CCCP enhances catecholamine release from the perfused rat adrenal medulla.

The present study was designed to investigate the effect of carbonyl cyanide m-chlorophenylhydrazone (CCCP), a mitochondrial uncoupler, on secretion of catecholamines from the isolated perfused model of the rat adrenal gland and to establish the mechanism of its adrenomedullary secretion. The perfusion of CCCP (3x10(-5) M) into an adrenal vein of for 90 min caused a great increase in catecholamine secretion. Tachyphylaxis to catecholamine-releasing effect of CCCP was not observed by repeated perfusion of it. The net catecholamine-releasing effects of CCCP were depressed by pretreament with pirenzepine (a selective muscarinic M(1)-receptor antagonist), chlorisondamine (a selective neuronal nicotinic receptor antagonist), nicardipine (an L-type Ca2+-channel antagonist), TMB-8 (an intracellular Ca2+-antagonist), and the perfusion of EGTA plus Ca2+-free medium, respectively.

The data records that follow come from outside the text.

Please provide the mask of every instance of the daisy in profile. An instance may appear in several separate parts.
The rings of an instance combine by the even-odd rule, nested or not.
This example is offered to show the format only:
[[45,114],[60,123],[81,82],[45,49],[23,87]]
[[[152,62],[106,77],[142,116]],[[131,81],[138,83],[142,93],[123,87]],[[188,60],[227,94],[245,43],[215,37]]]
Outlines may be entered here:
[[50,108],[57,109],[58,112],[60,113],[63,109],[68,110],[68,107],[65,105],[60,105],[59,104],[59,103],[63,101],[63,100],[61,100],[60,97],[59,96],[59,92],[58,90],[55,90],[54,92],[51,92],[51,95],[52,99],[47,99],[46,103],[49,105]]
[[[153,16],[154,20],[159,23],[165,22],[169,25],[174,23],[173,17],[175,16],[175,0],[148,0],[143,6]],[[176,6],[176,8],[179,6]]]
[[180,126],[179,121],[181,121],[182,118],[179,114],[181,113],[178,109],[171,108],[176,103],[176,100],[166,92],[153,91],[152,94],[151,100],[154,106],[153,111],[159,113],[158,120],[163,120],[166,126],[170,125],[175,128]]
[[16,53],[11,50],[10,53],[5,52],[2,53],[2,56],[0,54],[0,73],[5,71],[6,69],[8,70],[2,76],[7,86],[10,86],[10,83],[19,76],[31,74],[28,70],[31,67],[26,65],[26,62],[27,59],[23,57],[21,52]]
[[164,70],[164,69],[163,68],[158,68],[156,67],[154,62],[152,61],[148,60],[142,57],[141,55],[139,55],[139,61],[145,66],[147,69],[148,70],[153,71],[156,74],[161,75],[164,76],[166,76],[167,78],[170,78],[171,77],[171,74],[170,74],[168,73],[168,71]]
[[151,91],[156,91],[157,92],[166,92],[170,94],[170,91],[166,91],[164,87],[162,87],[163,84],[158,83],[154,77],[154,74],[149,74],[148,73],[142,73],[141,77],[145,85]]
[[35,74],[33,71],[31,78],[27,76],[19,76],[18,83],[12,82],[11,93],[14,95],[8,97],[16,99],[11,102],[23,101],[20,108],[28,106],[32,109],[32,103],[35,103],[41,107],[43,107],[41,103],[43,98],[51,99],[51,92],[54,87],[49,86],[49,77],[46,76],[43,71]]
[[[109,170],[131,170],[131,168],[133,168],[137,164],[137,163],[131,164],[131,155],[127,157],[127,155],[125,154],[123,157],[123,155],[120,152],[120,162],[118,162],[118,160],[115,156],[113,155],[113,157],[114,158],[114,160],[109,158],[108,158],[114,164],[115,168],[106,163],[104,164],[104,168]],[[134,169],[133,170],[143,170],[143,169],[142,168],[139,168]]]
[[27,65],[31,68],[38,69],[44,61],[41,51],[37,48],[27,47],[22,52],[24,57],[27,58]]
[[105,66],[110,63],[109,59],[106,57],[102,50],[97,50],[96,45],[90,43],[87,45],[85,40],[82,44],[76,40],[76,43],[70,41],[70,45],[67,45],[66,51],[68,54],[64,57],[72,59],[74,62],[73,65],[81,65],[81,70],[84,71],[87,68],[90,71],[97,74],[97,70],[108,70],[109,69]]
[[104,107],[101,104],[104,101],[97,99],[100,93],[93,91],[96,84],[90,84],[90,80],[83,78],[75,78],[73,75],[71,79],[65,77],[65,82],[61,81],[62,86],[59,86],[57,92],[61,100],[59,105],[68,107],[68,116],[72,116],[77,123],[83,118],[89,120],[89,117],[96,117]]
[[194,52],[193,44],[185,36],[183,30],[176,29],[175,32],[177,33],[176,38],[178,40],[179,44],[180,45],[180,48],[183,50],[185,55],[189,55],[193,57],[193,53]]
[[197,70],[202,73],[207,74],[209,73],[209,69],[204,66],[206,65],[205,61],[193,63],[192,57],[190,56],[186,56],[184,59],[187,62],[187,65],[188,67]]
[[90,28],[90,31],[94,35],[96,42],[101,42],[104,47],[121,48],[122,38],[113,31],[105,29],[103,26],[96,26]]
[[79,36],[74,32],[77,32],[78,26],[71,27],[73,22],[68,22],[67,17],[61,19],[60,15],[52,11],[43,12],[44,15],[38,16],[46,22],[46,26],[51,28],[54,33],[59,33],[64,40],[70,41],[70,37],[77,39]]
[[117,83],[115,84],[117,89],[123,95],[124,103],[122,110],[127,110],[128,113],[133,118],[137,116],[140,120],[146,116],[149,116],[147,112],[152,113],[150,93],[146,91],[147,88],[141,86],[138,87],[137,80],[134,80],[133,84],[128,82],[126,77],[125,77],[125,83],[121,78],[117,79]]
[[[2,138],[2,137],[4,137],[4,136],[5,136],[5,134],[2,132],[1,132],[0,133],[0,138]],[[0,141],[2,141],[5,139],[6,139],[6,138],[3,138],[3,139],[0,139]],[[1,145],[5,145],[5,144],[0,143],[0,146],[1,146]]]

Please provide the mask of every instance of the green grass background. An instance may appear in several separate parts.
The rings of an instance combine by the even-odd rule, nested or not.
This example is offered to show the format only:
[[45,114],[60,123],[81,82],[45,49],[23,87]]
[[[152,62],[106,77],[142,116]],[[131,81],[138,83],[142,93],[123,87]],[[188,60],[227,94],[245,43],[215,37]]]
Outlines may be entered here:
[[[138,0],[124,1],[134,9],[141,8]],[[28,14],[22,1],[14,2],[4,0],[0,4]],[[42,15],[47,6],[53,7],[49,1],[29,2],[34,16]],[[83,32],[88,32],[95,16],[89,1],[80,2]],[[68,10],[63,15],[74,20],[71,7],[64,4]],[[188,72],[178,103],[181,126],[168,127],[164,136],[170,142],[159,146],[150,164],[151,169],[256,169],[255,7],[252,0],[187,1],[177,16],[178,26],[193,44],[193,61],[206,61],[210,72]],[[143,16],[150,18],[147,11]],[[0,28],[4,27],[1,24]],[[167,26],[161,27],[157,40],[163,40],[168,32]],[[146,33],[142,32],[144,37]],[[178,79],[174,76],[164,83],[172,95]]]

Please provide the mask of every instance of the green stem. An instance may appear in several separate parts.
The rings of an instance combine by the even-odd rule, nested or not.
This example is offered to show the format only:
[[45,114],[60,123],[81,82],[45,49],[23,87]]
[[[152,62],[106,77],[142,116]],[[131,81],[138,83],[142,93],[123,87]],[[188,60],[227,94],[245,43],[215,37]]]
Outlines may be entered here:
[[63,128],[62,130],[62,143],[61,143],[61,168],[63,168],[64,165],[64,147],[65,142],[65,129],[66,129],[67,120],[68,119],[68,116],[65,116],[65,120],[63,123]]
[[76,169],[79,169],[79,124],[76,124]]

In the presence of CCCP (3x10(-5) M), catecholamine secretory responses induced by ACh (5.32x10(-3) M), high K+ (5.6x10(-2) M, a direct membrane depolarizer), DMPP (10(-4) M, (a selective neuronal nicotinic receptor agonist), and McN-A-343 (10(-4) M, (a selective muscarinic M1-receptor agonist) were significantly enhanced. CCCP also significantly enhanced the catecholamine secretory responses evoked by Bay-K-8644 (10(-5) M), L-type Ca2+ channel activator, and cyclopiazonic acid (10(-5) M), an inhibitor of Ca2+-ATPase. Furthermore, the perfusion of FCCP (3x10(-5) M), a similar mitochondrial uncoupler, into an adrenal vein of for 90 min also caused a great increase in catecholamine secretion in a similar pattern with CCCP. Taken together, the results demonstrate that CCCP causes the catecholamine secretion from the perfused rat adrenal medulla in a calcium-dependent fashion. It is thought that this catecholamine secretory enhancement of CCCP may be mediated by both cholinergic receptor stimulation and membrane depolarization, which are relevant to the cytoplasmic Ca2+ increase by stimulation of the Ca2+ influx as well as by the inhibition of Ca2+ uptake into the cytoplasmic Ca2+ stores (both endoplasmic reticulum and mitochondria in chromaffin cells). It also seems that protonophores, such as CCCP, suppress mitochondrial Ca2+ uptake and increase the stimulated secretion of catecholamine by the secretagogues. These results indicate that mitochondria modulate catecholamine secretion by regulating the Ca2+ mobilization for exocytosis.